Menu Ranking

Tommy Lim
foodpanda.data
Published in
4 min readFeb 13, 2023

--

Maximising the conversion rates, among other metrics, of users on the Foodpanda platform requires that we have a competitive edge in understanding what an ideal menu looks like. To find the best order in which a user is presented choices, for each particular vendor, we run A/B experiments for a set of countries. What we call menu ranking refers to the sorting order of categories and products, as illustrated below.

Hypothesis: The left-to-right order in which the user views the categories matters
Hypothesis: The top-to-bottom order in which the user views products matters

In this article, we will explain the initial implementation of scheduled updates of the B versions, the scaling challenges we faced along the way, our optimisation efforts and results.

To run the experiment(s), we needed

  1. The business logic to decide which is a suitable B version for testing against in the form of BigQuery tables.
  2. An internal API to declare what the B versions look like (using an ordered data structure such as a list)
  3. Scheduled task that takes the result of (1), and sends data through (2)
  4. Ability to track and compare metrics such as click-through rates to determine the success of the B version, relative to its baseline.

We will explain our design of (3), the challenges that arose, the current solution, and some future improvements planned.

First, we use the de-facto Apache Airflow to describe a DAG (Directed Acyclic Graph), which describes a workflow, basically chaining together various tasks (run by Operators).

The high level concept for this task would be:

  • Query the tables containing B version data
  • Create the payload(s) to send to API
  • For each vendor and its corresponding payload(s), call the API

However, even for the initial 5 countries, we were limited to sending synchronous requests for either one set of categories or products, for one vendor per API call. Executing 200,000 calls sequentially took our production server 9 hours. This cost us in two ways:

  • Hogging of compute resources (Kubernetes slots) which deprive other DAGs in our data pipeline
  • Higher failure rates

While compute resources can be increased, the real problem was a high failure rate. We found that the failures were largely due to vendors actually modifying their menu during the window of time in which we ingest the source data, augmented it with B versions, and sending it to the API. The total time taken by the entire workflow totalled around 13 hours.

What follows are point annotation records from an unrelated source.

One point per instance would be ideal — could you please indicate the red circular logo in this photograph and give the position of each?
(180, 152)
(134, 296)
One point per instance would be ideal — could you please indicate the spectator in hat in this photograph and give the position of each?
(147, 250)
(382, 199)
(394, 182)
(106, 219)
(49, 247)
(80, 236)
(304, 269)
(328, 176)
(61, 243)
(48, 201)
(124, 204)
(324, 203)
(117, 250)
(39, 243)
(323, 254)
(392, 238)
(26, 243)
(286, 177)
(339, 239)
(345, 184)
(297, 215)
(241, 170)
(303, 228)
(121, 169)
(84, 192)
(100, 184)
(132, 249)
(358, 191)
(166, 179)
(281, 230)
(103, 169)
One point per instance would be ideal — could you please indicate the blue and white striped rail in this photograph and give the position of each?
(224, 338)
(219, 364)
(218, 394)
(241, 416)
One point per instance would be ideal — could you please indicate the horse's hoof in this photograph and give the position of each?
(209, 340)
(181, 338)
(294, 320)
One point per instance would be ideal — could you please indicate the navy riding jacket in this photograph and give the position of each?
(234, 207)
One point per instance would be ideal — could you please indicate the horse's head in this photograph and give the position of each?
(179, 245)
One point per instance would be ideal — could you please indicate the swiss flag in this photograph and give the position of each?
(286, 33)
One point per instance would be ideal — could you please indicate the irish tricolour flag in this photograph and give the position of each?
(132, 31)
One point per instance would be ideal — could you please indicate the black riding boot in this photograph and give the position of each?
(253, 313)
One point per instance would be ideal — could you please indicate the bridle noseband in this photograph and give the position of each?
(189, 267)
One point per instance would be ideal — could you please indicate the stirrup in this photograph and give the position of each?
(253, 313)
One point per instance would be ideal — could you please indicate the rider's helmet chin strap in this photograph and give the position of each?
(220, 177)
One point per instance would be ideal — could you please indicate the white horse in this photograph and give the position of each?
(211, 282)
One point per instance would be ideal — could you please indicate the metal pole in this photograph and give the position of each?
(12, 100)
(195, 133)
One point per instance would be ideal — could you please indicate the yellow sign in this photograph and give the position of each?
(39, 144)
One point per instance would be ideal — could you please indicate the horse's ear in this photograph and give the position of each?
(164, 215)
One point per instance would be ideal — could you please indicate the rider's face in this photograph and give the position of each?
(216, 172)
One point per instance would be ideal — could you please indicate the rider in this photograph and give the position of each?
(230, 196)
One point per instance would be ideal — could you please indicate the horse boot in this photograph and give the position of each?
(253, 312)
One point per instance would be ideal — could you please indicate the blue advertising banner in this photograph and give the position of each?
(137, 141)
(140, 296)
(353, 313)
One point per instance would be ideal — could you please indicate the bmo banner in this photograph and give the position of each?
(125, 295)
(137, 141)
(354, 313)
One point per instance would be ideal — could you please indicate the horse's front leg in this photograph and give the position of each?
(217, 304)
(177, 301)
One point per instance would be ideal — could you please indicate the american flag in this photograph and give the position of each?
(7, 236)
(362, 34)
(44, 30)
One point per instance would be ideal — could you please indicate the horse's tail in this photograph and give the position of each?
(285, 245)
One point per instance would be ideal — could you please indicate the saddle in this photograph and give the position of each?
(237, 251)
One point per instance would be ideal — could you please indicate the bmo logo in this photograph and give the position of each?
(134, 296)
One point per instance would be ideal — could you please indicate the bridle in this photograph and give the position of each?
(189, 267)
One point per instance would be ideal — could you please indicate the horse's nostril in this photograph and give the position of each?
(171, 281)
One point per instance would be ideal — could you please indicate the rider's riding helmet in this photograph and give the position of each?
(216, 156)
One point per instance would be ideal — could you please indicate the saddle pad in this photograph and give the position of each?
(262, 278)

The transaction logs which showed the reasons for failure confirmed our suspicion; around 4% of the time, by the time the payload was sent to the API, the menu either no longer existed, or did not have the same set of categories or products that the payload contained. In addition, we were not prepared to scale up to run the A/B experiment with more countries. For the most effective experiment, we should have the capability to update the B versions fast enough to fit into a daily schedule. If it took 9 hours for 5 countries, that means that once we exceeded approximately 14 countries, the DAG would spill over to the next cycle and start a snowball effect. We would then have to reduce the frequency of sending the data, and deal with an even higher failure rate.

Thus began our optimisation efforts. We restructured the DAG to increase concurrency by doing the following:

  1. Paginating the B version data using OFFSET and LIMIT in BigQuery
  2. Generate multiple concurrent DAG tasks for each page
  3. Breaking down the B version data into countries, prioritising by country
  4. Using a dedicated DAG pool
  5. Allocate more CPUs to deal with more concurrent tasks

And the DAG evolved to look like this:

Each element of optimisation was integral to the overall- without (4) and (5), the DAG would still struggle to run fast, because having a small number of CPUs context switching between tasks was not going to work. (1) and (2) worked together because each task would only have to send data based on its own page. (3) is less obvious, but it also contributed to reducing the error rate. Assuming equal chances of a vendor changing their menu for each country over time, prioritising the country with the most vendors meant that a greater proportion of vendors were less “at risk” of changing their menus before we could declare the B version.

The final result of our optimisation? Over 2x faster run times (3 hrs 45 mins) and a failure rate of 2.2% or lower. Generally, this should be low enough to preserve the quality of our A/B experiments.

As we scale up to include more experiments across more countries, some potential future improvements include:

  • Dynamic configuration of pagination, to reduce the need for updating the page size and max pages when there are huge shifts in markets
  • Batch sending of payloads (based on internal API upgrades)
  • Decouple the B version formulae for different countries, separate DAGs to allow toggling of the A/B experiment individually
  • Ability to swap B versions with A versions in response to positive experiment results

--

--